Dividida en tres plantas, esta casa del parque permite conocer la riqueza natural, tanto mineral como animal y vegetal de la zona de Picos, un mirador, una maqueta que reproduce el Parque Regional en toda su extensión, los valores históricos-artísticos y etnográficos de la zona así como varios testimonios de vecinos donde cuentan cómo es la vida cotidiana y costumbres del lugar. Además de todo ello, el viajero que se adentre por primera vez tendrá amplia información merced a numerosas fotografías, paneles y folletos de diversos niveles sobre todas las posibilidades que el entorno de Puebla de Lillo ofrece en materia medioambiental, pero también de las fiestas, tradiciones, costumbres, así como de la guía completa de lugares de diversión.

Uno de esos lugares míticos situados a pocos del pueblo es el Lago Isoba, que a través de una más que recomendable ruta muestra una antigua explotación de talco, la senda Entrevados-Valle-Pinzón y el propio lago, entre otras muchas maravillas naturales.

Precisamente desde la localidad de Isoba parte otra senda —cada vez más famosa entre los amantes del senderismo— que rodea al pico de San Justo a través del arroyo de Pinzón.
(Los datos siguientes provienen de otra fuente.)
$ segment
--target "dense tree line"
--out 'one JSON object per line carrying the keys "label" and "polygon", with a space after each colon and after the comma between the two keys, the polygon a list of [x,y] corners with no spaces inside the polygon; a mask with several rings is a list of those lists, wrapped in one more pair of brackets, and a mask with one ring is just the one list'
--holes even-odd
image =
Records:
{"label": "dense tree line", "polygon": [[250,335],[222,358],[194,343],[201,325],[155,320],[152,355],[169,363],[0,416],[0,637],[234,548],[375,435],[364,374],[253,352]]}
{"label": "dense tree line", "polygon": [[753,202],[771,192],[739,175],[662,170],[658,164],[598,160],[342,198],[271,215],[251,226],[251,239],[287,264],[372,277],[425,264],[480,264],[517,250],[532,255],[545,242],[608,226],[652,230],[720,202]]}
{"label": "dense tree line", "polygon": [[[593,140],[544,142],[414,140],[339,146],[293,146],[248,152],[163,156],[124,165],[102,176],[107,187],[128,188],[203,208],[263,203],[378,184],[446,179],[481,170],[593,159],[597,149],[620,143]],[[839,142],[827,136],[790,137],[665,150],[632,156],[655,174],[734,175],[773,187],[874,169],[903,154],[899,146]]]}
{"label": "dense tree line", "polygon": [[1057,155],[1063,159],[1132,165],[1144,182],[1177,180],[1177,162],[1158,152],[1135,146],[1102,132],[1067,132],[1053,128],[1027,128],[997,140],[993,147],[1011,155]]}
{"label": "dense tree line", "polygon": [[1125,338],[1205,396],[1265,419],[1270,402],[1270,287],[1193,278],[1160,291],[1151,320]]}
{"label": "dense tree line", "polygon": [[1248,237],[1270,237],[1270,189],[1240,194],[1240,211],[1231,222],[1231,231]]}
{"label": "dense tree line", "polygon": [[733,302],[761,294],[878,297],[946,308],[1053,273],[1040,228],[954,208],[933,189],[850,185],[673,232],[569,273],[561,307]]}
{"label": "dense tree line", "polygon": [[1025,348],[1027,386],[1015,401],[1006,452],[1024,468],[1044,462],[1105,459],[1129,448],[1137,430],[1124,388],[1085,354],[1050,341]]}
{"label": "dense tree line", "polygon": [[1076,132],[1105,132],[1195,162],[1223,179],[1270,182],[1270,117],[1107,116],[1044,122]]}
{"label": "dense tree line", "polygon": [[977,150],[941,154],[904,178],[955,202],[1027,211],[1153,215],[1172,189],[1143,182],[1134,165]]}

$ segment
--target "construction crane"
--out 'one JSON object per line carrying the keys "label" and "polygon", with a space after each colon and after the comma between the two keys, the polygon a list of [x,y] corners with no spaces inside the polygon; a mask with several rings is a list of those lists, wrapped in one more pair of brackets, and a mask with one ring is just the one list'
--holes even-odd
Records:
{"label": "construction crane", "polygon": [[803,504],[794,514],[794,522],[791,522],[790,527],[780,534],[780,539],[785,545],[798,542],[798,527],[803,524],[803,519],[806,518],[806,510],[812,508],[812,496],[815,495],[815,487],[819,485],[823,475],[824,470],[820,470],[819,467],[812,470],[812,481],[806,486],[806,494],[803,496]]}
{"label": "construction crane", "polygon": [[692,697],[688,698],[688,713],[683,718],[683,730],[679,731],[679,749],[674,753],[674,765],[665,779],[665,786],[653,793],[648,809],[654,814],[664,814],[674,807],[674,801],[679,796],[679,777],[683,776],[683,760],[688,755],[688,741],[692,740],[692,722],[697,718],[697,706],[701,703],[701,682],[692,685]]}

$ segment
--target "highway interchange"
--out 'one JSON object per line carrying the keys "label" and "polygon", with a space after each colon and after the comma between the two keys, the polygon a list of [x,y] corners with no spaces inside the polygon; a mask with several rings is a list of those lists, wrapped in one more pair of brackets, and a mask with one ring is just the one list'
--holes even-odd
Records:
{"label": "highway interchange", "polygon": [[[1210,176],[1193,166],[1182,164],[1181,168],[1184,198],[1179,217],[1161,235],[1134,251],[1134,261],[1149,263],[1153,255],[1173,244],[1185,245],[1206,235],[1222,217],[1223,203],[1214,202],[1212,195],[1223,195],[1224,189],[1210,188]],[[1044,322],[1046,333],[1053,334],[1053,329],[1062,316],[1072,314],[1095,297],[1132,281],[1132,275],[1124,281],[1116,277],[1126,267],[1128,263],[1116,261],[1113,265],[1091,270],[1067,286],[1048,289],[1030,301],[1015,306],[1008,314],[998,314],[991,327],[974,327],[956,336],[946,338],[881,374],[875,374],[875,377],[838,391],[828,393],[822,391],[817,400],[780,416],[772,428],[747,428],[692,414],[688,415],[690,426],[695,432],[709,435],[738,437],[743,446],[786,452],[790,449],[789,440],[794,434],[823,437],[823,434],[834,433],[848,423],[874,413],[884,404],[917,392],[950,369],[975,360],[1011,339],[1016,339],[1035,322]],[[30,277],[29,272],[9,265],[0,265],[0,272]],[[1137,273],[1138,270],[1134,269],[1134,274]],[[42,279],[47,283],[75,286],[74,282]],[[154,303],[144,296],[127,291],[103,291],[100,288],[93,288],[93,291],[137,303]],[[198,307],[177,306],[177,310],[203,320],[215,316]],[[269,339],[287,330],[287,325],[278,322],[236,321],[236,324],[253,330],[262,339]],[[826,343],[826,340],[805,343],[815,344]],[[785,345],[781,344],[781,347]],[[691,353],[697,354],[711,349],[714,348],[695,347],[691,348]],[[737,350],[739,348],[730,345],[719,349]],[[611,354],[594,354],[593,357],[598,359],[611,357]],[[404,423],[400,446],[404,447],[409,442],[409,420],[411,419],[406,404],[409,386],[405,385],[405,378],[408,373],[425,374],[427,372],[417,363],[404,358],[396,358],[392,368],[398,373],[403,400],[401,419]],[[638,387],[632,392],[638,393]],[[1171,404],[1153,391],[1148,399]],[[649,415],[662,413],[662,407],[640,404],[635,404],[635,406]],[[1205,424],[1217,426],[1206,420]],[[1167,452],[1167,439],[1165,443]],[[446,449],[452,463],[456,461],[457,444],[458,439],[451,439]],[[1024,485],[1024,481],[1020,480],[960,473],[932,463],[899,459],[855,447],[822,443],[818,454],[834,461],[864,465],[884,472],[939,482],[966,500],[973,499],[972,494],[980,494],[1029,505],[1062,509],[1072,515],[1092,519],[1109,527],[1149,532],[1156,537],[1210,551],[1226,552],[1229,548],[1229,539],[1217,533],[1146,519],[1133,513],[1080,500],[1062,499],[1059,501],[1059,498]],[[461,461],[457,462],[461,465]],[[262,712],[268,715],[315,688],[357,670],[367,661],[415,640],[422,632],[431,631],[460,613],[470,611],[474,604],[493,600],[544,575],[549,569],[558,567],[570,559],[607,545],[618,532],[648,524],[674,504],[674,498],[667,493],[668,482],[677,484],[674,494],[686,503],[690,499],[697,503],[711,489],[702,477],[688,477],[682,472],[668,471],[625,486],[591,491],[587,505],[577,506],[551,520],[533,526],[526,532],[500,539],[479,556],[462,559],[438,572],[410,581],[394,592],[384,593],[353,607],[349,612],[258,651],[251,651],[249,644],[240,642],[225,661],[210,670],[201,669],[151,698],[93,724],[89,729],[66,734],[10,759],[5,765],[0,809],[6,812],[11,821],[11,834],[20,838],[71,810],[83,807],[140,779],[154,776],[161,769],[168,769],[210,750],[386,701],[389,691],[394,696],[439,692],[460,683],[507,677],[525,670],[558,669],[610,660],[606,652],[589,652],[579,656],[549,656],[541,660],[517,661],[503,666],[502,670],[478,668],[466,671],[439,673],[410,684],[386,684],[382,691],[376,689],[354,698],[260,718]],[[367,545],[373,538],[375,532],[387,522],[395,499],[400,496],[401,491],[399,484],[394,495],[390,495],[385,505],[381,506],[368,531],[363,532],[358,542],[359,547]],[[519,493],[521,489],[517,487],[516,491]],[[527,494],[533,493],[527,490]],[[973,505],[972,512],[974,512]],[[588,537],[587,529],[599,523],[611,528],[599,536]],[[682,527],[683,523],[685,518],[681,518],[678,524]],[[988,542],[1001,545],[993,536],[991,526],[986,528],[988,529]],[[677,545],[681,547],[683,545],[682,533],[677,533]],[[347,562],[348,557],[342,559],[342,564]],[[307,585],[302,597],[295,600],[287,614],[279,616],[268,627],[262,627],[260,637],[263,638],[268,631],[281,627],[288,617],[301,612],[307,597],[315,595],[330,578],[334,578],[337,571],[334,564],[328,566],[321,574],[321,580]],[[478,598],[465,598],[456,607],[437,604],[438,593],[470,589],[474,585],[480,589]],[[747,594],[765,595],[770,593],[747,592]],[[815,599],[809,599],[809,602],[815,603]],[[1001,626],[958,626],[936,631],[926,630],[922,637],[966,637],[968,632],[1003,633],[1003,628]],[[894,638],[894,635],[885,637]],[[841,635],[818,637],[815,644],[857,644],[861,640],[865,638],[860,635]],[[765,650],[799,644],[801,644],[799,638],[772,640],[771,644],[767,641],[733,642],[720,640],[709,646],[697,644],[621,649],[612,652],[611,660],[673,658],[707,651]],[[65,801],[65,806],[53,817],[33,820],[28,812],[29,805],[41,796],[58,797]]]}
Dos rutas que representan el rico patrimonio natural que se extiende a lo largo y ancho de Puebla de Lillo. Pero hay más. La Ruta de las Biescas, el Tronisco o la Senda de la Cervatina.
Otra de las joyas de Puebla es su pinar, ejemplo de vida en plena naturaleza. Se cree que puede tener cerca de 4.000 años de antigüedad, sin duda uno de los más singulares del sur de Europa.

Como comarca eminentemente ganadera durante siglos, Puebla de Lillo celebra dos ferias ganaderas, una en septiembre y la segunda en noviembre.

La feria de noviembre ha recobrado en los últimos años un fuerte impulso y se ha diversificado gracias a las Jornadas de la Matanza, que atraen a miles de visitantes para disfrutar de una tradición que ya se está perdiendo en muchas zonas rurales de la montaña: el rito de la matanza del cerdo.

La matanza del cerdo se hacía antes en los domicilios particulares y se celebraba con orujos y con la prueba asada o guisada del hígado, de la sangre, de las jijas y otras partes del animal.
Era la fiesta que anticipaba el duro invierno. Las familias se preparaban para desmenuzar el cerdo, cuya carne era la base de alimentación durante el resto del año.